The other day my husband asked me to do some math. He told me to take the number of years since I began my therapy and divide it by my age. I did it quickly in my head and came back with 3%. “You sure about that?” he asked. I did it again. Yep. He again asked if I was sure, so I wrote the problem out on a piece of paper. Turns out I was wrong. It was actually 0.3%. That is the amount of time I have been trying to implement skills that I learned in my magical year of therapy. He said perhaps it shouldn’t be so surprising that I haven’t quite got the hang of everything yet. Um, yeah. Maybe. Nevertheless, practice makes perfect. So, that is what we do.

I am now on day 5 of green tea rather than coffee. For the first few days it was really, really, really hard. Just like quitting smoking, I still can’t think of it as a forever thing — today I am not having coffee. Today I can handle. Because, forever, as his royal purpleness (that would be Prince) once said, is a mighty long time. I’m not there yet.

Also, by way of a little promotion of “the other blog,” my co-blogger extraodinaire, Kaizerin, has posted a great review of one of her latest reads over on The Bookish Dark (our new book discussion blog).

3 Responses to “0.3% — Exercises in Perspective”

  1. Cindy Says:

    I’m in the dark here, but does coffee affect you in a totally bad way? I drink it about 2X a week and it makes me a bit hyper, but then I sometimes need that help. Green tea is wonderful (my personal favorite is Sky Between the Branches by the Republic of Tea). Black tea is good for you, too. BTW, your husband is wise. I like his attitude.

  2. Juno Says:

    .13 here but it is still amazingly hard to do all the time.

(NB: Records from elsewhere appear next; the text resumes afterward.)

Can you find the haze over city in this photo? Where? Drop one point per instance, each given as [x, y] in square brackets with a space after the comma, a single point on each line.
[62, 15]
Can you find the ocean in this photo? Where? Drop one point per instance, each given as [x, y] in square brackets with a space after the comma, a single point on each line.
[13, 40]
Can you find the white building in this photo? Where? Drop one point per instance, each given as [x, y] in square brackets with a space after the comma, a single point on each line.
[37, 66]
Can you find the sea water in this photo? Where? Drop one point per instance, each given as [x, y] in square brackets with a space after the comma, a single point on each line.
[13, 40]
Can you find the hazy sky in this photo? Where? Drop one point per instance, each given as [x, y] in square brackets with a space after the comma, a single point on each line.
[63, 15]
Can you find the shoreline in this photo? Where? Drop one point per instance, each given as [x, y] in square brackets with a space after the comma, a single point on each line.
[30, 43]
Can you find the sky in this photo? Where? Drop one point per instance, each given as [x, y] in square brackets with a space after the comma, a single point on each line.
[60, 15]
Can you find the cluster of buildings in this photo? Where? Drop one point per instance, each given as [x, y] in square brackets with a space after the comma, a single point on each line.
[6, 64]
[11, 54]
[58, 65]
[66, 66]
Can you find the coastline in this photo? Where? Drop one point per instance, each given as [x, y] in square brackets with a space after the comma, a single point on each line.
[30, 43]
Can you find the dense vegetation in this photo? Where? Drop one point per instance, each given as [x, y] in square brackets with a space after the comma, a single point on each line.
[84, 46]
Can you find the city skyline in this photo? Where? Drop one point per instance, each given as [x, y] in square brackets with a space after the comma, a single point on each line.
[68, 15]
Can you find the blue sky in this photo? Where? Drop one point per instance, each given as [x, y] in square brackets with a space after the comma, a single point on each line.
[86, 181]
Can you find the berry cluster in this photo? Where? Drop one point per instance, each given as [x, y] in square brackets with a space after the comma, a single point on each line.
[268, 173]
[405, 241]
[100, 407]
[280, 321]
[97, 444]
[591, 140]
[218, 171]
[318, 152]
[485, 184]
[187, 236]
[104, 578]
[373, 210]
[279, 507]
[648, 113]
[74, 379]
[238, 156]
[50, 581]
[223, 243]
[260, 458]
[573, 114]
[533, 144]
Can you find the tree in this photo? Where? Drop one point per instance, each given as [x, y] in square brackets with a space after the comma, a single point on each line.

    On the other hand, when I think about how fucked up I used to be, I get quite cheerful. The view form here is a lot better.

    And you know, perfectionism aside, one does learn a lot from not doing it right immediately and consistently.

  3. Franklin Says:

    Interesting, isn’t it, that a side effect of making progress is frustration at not having made more progress?